Половину пути Вильгельм плакал, укрывшись с головой ковровой полостью саней. Теперь уже Михаил Павлович, которого он до ужасной минуты на Петровской, видел только мельком много лет назад в Царском селе, представлялся ему героем, великодушным принцем, воспевать которого он отныне будет всю жизнь. Если только Михаил Павлович сочтет нужным сохранить его никчемную жизнь. Если оставят ему жизнь, Вильгельм точно знал, что она должна будет стать искуплением этого чудовищного греха. А грех уже в его воображении давно перерос рамки несчастного происшествия с Михаилом Павловичем, он уже захватывал весь день, так бестолково проведенный им на площади. Зачем было идти — впрочем, нет, призвать народ русский к свободе было все–таки благородной целью, но вот зачем было идти вооруженным? Зачем было брать у Саши Одоевского пистолет? Он снова слышал веселый, возбужденный голос Саши: «Вот, выбирай!» и видел два тяжелых дуэльных пистолета в его руках. В пистолете был шомпол в зеленой тряпочке — кажется, он его тогда еще потерял, когда извозчик вывалил его на снег по дороге в казармы. Надо было тогда отказаться, сказать: «Саша, нет, князь Одоевский! Я не воин, я поэт, и не орудье смерти, а одна лишь лира….» Поздно, поздно! Вильгельм иногда мычал в голос, пугая сонного жандарма. Зачем я взял у него пистолет, зачем, зачем?
Вильгельм настолько извелся дорогою, что в Зимнем, куда его привезли вместо крепости (предписание изумило жандарма до глубины души — настолько арестованный не показался ему важной птицей), он уже был не в состоянии говорить связно. Он знал, что стоит перед царем, минута была редчайшая в жизни, судьбоноснейшая минута. Все мысли, вертевшиеся у него в голове дорогой, испарились в этот момент. Вильгельм стоял в грязной рубахе из затрапезки, в той самой, в которой был арестован в Варшаве, в суконных штанах по щиколотку, в заляпанных дорожной грязью опорках, дрожащий, бледный — и не находил слов. Спокойные светло–серые, с синим ободком, глаза Николая Павловича приходились точь-в точь на уровне воспаленных бегающих глаз Вильгельма.

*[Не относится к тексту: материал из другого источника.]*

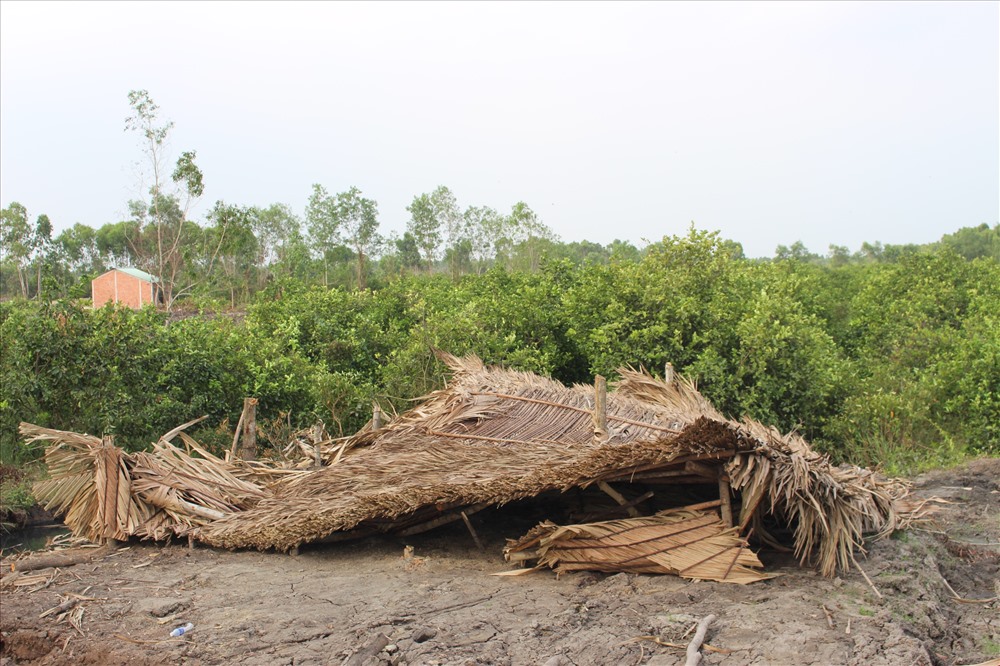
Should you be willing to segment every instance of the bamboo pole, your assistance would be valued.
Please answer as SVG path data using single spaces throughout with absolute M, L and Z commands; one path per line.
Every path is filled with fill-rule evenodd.
M 594 438 L 608 441 L 608 382 L 602 375 L 594 378 Z
M 243 431 L 240 433 L 240 458 L 257 459 L 257 398 L 243 398 Z
M 726 527 L 733 526 L 733 496 L 729 488 L 729 477 L 719 468 L 719 499 L 722 501 L 720 511 L 722 522 Z
M 628 515 L 632 516 L 633 518 L 638 518 L 639 516 L 642 515 L 635 508 L 632 502 L 629 502 L 627 499 L 625 499 L 624 495 L 622 495 L 620 492 L 609 486 L 606 481 L 598 481 L 597 487 L 603 490 L 608 496 L 611 497 L 611 499 L 618 502 L 619 505 L 621 505 L 626 511 L 628 511 Z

— Вы ведь сын Карла Ивановича, — задумчиво говорил Николай по–французски, — вы жили в Павловском имении, не так ли? Ваш батюшка был там управляющим…
— Да, точно, в Павловском, Ваше величество, — бормотал Вильгельм. Он по–прежнему плохо понимал, что происходит.
— Я справился у императрицы. Мой покойный отец его любил и уважал, — продолжал царь, расхаживая по кабинету, — что сталось с вашим батюшкой?
— Скончался… Грудная болезнь… Давно.